We get mostly 5 star reviews, but every 10-20 reviews we get one that's 3 or 4 stars and it's always about something that we put in the description as clearly as we can.
That's very frustrating. The whole rating system is unfair. As an Airbnb guest, when I go to review a host I'm shown by Airbnb that a "4 star" rating = good, but for hosts a 4 = fail.
They won't. People are inherently dumb. That's why I prefer not to rent to newbies. It's too much work and I run the risk of them leaving me a bad rwview because they don't know how Airbnb works and don't take the time to figure it out. I just had rez request from a newbie who asked "so how does Airbnb work?"
@Andrea I've had good luck with newbies and I accept them all, but I walk them through the experience and when they leave I gently ask for a review and tell them hosts are very reliant on guest reviews and "we live and die by your reviews", and that personal touch has so far meant only 5 star reviews from newbies.
Hey @Trey - I see that you have already added it to the house rules, that's great because guests required to confimr they have read the rules before booking.
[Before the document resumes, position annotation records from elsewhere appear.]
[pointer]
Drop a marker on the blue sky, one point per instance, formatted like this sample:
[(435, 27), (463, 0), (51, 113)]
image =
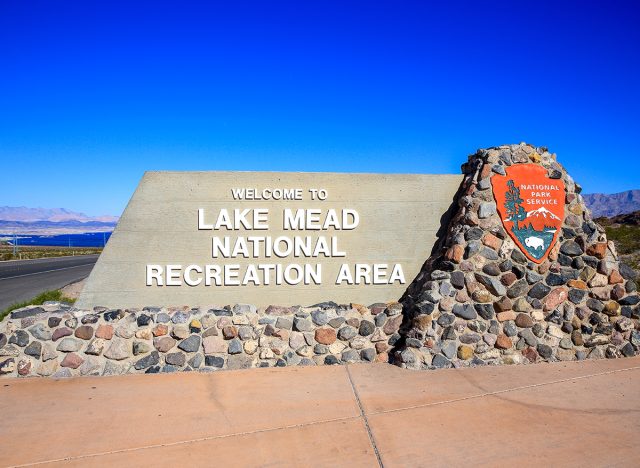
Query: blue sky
[(91, 96)]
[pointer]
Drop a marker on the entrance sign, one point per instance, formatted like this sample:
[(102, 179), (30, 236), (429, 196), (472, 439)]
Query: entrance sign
[(200, 238), (531, 206)]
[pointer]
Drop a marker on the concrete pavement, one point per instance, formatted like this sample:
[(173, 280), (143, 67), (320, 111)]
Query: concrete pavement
[(561, 414), (21, 280)]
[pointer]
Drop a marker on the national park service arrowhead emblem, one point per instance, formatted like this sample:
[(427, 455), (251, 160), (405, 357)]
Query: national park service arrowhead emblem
[(531, 206)]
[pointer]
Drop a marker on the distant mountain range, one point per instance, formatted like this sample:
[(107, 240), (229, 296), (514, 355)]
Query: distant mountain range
[(541, 212), (23, 220), (613, 204), (22, 213)]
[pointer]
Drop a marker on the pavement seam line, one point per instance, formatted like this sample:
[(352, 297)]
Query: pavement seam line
[(372, 440), (498, 392), (187, 441)]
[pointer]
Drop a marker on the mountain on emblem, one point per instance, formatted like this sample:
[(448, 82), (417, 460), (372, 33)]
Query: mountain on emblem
[(531, 206), (542, 212)]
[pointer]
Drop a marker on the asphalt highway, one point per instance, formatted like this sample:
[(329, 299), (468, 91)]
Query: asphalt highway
[(21, 280)]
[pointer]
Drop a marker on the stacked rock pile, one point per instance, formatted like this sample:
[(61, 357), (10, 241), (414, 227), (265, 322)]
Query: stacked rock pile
[(54, 340), (479, 300)]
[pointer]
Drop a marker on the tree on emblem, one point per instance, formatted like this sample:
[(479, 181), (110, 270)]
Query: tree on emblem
[(513, 204)]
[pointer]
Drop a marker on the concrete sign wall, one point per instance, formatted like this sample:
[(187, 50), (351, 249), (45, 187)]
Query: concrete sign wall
[(202, 238)]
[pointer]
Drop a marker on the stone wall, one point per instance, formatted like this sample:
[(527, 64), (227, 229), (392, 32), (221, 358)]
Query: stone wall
[(60, 341), (478, 300)]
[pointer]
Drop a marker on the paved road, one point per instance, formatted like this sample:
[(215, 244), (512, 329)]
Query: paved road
[(21, 280), (362, 415)]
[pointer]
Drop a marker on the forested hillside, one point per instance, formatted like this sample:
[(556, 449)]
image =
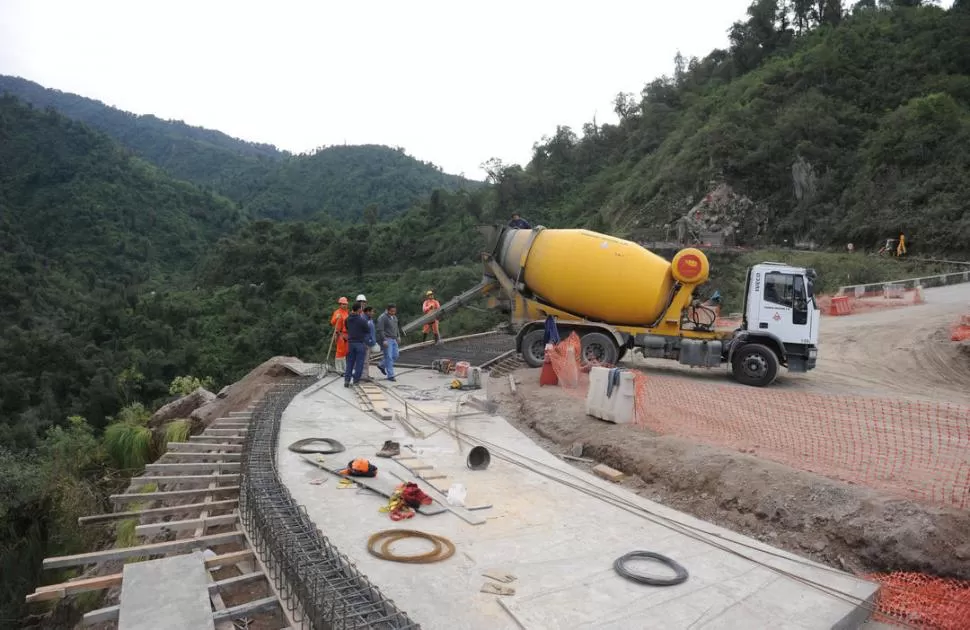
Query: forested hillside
[(337, 181), (155, 249), (839, 127)]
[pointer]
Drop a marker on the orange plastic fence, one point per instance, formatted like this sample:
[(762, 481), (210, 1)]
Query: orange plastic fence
[(875, 300), (921, 601), (914, 449), (961, 329)]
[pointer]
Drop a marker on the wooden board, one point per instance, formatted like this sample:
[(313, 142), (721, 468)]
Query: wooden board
[(379, 484)]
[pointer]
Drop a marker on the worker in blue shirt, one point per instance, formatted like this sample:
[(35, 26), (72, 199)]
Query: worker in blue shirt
[(357, 333), (519, 223), (368, 312)]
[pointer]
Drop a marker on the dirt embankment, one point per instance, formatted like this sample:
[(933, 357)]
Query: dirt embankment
[(844, 526)]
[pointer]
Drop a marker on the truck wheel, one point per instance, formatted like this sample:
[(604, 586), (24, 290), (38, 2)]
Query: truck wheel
[(599, 348), (533, 350), (754, 364)]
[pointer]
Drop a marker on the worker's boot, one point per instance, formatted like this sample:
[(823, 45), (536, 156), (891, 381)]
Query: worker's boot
[(390, 449)]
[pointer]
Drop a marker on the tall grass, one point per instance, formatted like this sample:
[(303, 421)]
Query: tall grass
[(128, 445), (176, 431)]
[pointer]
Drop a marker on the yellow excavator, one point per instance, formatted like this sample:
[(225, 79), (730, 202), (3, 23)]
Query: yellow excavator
[(617, 296)]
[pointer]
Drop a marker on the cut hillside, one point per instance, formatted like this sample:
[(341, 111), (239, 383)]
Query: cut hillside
[(848, 130)]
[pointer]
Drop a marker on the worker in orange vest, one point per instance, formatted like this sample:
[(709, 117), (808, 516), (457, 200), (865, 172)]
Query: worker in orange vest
[(339, 322), (430, 304)]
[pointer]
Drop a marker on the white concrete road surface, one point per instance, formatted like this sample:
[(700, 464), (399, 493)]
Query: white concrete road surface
[(558, 541)]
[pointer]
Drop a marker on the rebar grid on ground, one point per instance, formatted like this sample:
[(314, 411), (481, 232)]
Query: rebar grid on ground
[(319, 585), (476, 349)]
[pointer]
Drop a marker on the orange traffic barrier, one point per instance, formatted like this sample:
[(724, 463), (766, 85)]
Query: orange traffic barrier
[(840, 305)]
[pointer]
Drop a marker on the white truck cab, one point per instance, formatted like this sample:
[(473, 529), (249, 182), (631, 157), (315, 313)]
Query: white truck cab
[(781, 314)]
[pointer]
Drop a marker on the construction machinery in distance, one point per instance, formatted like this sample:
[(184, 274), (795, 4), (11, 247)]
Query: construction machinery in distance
[(618, 296)]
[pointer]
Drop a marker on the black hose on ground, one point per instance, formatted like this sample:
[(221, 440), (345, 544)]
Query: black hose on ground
[(300, 446), (620, 567)]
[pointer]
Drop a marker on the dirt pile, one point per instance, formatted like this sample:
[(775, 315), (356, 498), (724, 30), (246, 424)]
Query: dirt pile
[(845, 526), (244, 391)]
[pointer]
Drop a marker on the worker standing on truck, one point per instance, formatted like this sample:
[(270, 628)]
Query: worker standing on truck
[(430, 304), (339, 322), (519, 223)]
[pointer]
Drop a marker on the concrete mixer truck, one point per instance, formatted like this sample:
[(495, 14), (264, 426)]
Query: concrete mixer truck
[(618, 296)]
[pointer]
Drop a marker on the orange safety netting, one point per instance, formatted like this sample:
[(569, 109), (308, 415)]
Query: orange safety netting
[(910, 448), (922, 601), (914, 449), (961, 329), (874, 300)]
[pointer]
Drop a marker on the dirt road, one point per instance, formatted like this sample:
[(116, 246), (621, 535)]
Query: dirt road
[(900, 352)]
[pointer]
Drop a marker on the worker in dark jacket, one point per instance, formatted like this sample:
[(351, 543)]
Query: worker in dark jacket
[(358, 332), (519, 223), (388, 336)]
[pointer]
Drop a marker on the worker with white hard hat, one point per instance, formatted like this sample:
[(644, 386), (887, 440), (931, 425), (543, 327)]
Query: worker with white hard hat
[(430, 304)]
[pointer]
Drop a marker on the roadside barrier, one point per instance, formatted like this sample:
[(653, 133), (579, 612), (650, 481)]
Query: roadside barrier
[(914, 449), (840, 305), (961, 329)]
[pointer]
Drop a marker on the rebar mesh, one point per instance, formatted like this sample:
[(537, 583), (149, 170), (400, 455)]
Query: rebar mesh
[(476, 349), (319, 586)]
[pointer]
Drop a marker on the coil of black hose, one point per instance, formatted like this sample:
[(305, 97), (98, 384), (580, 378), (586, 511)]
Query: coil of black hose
[(620, 567), (301, 446)]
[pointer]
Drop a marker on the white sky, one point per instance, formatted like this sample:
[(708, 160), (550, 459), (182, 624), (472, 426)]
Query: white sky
[(454, 83)]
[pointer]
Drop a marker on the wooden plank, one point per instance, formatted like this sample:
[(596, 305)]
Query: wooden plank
[(102, 582), (192, 467), (144, 497), (137, 482), (191, 523), (190, 458), (97, 519), (101, 615), (244, 610), (201, 447), (610, 474), (172, 546)]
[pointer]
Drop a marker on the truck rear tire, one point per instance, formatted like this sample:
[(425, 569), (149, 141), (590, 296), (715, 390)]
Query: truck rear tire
[(533, 350), (599, 348), (755, 365)]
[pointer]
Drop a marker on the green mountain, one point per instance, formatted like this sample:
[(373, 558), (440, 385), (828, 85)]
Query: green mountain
[(84, 227), (832, 127), (338, 182)]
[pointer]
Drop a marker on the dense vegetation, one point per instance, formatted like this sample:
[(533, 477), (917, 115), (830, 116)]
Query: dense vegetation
[(337, 181), (119, 278), (872, 107)]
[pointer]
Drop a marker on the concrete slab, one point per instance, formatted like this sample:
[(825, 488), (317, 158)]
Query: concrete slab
[(166, 594), (560, 542)]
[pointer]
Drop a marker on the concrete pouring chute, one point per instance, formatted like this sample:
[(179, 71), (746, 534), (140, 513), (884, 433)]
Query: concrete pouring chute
[(618, 296)]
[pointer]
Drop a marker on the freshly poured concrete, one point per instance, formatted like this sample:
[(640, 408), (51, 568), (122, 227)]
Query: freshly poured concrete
[(559, 542), (166, 594)]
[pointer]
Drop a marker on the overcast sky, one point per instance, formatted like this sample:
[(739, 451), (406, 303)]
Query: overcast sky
[(454, 83)]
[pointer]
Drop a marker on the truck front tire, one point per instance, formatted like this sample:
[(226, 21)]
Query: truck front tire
[(755, 365), (600, 348), (533, 350)]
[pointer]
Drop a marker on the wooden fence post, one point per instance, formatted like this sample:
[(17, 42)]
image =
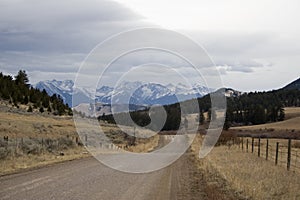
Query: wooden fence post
[(267, 149), (289, 154), (85, 139), (242, 144), (252, 145), (276, 155), (258, 151)]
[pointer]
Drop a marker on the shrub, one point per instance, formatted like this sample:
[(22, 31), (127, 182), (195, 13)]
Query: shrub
[(30, 147)]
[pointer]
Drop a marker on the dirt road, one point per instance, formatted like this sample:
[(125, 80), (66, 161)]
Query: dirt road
[(89, 179)]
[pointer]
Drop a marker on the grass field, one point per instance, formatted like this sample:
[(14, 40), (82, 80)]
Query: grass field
[(290, 127), (247, 174), (36, 140)]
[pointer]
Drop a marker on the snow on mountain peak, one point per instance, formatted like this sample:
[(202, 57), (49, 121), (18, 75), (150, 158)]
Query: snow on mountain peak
[(139, 93)]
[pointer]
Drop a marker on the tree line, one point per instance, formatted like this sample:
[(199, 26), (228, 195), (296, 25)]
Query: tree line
[(17, 91), (246, 109)]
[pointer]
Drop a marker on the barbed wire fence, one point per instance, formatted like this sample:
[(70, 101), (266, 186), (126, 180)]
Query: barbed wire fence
[(283, 152)]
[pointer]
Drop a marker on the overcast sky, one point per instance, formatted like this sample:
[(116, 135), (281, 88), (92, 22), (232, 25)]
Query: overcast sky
[(255, 44)]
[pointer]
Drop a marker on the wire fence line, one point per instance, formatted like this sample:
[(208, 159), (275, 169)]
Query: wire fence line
[(283, 152)]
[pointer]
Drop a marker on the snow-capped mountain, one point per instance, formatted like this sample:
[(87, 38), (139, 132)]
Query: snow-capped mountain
[(134, 93)]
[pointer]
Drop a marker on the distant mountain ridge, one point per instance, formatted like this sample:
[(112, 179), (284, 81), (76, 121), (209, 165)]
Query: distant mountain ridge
[(140, 93)]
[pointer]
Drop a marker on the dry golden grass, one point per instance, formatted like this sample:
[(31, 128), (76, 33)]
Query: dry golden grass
[(25, 125), (16, 164), (292, 123), (37, 126), (252, 176)]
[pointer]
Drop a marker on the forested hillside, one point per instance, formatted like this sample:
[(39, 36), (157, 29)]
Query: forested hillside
[(17, 91), (246, 109)]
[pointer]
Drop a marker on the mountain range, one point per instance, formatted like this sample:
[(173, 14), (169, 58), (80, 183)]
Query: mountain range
[(293, 85), (140, 93)]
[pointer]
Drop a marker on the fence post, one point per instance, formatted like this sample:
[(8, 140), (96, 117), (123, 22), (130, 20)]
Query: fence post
[(242, 144), (252, 145), (85, 138), (289, 155), (276, 156), (258, 151), (267, 149)]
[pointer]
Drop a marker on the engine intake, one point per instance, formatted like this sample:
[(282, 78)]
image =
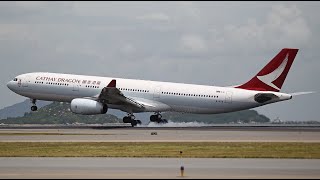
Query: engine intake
[(88, 107)]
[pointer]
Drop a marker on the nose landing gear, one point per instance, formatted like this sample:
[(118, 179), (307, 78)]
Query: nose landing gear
[(131, 119), (34, 106), (158, 119)]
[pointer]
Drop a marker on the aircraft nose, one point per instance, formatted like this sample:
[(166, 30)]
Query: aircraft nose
[(10, 85)]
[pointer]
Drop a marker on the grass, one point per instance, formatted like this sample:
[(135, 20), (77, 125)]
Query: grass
[(162, 149), (32, 134)]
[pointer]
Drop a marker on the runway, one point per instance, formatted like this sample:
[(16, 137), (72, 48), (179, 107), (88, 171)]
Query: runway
[(157, 168), (195, 134)]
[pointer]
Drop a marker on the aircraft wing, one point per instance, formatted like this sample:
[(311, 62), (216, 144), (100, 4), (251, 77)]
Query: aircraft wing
[(112, 95)]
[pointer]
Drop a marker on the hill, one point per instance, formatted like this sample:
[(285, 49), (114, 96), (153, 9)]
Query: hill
[(18, 110)]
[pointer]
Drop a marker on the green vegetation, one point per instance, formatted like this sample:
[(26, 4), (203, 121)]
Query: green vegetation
[(59, 113), (246, 116), (162, 149)]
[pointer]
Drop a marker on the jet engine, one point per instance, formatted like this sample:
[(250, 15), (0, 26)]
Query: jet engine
[(87, 107)]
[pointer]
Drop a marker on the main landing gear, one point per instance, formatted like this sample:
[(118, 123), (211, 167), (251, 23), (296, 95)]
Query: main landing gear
[(131, 119), (34, 106), (158, 119)]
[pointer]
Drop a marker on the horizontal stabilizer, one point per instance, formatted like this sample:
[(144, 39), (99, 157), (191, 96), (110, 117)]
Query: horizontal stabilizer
[(301, 93)]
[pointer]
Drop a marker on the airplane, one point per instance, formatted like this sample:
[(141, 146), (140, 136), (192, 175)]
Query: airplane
[(91, 95)]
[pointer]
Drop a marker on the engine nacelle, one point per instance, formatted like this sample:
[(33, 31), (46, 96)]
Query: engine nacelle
[(87, 107)]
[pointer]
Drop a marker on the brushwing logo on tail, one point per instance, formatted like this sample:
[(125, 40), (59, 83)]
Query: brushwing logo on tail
[(269, 78)]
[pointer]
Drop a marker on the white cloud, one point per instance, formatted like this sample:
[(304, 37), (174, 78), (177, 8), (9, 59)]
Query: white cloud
[(193, 44), (154, 17), (284, 26)]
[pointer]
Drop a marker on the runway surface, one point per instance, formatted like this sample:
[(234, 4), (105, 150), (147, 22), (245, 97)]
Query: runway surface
[(163, 135), (156, 168)]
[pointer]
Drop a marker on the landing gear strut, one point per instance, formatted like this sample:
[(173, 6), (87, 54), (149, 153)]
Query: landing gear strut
[(158, 119), (131, 119), (34, 107)]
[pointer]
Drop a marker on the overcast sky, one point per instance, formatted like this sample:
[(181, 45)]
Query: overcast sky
[(209, 43)]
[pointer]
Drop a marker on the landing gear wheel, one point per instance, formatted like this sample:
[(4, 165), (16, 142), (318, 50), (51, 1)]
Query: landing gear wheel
[(135, 122), (163, 121), (34, 108)]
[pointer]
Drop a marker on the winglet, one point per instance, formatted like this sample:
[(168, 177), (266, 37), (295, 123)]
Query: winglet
[(112, 83)]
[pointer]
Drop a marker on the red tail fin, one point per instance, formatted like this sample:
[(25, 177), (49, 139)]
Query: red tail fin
[(272, 76)]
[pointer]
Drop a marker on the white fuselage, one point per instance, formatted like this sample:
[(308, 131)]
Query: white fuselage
[(175, 96)]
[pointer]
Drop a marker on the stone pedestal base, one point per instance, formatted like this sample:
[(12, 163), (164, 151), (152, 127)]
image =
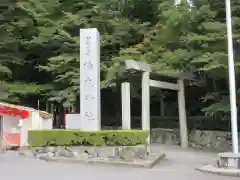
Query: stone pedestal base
[(229, 160)]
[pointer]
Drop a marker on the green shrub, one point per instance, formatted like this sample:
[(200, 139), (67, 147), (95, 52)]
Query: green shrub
[(62, 137)]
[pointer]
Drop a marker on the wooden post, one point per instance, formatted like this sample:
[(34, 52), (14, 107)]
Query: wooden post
[(146, 104), (126, 106), (182, 115)]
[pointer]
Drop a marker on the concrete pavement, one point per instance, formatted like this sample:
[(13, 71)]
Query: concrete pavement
[(179, 165)]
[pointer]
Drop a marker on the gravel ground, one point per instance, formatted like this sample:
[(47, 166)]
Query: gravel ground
[(179, 165)]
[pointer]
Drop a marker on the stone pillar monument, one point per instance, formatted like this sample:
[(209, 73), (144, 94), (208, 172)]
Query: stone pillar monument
[(90, 109)]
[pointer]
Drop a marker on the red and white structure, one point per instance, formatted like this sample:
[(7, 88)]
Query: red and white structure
[(15, 121)]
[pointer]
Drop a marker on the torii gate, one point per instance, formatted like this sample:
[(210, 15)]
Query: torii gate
[(146, 84)]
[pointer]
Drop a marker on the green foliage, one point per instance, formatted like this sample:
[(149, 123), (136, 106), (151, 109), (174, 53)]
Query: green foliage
[(39, 46), (59, 137)]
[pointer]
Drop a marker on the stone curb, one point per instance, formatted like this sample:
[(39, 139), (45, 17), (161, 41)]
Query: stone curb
[(102, 162), (219, 171)]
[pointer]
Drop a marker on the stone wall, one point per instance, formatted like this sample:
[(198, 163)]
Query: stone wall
[(213, 140)]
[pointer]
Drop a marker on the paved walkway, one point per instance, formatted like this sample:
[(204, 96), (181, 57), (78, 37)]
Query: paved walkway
[(178, 166)]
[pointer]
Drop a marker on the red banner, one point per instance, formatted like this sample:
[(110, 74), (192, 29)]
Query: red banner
[(5, 110)]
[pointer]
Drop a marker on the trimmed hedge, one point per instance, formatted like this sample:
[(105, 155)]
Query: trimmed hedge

But I know some guests still don't.
Something I do is, while having a pre-booking converstation, or aftger getting an instant booking, I reshare the house-rules on chat saying, "hey, re-sharing the house rules in case you have skipped reading them prior to booking, let me know if you have any questions."
This usually helps to set the right expectations. Hope it helps.
People do seem to look at photos. You could maybe add photos of the areas people have complained about with captions that clearly state the "issue" ... e.g. "clean bathroom, shared with our house-mate"
I repeat key points in the description several times - and include a short comment with photos. I also reiterate and have guests confirm when we exchange messages, many times I will copy+paste. Then I go thru them again during the check in tour and provide a house rules & manual folder in the guest room which they HAVE to flip thru to get the wifi pw.
I do everything I can reasonably do to make sure there is no room for "I didn't know~" type excuses.
I always send before accepting....or even when accepting
I do hope you understand you will be sharing the house with us. You have your own bedroom but bathroom is shared.
Once we got a girl wvo booked our place....later she realized we do not live in bruges....but 50 km further.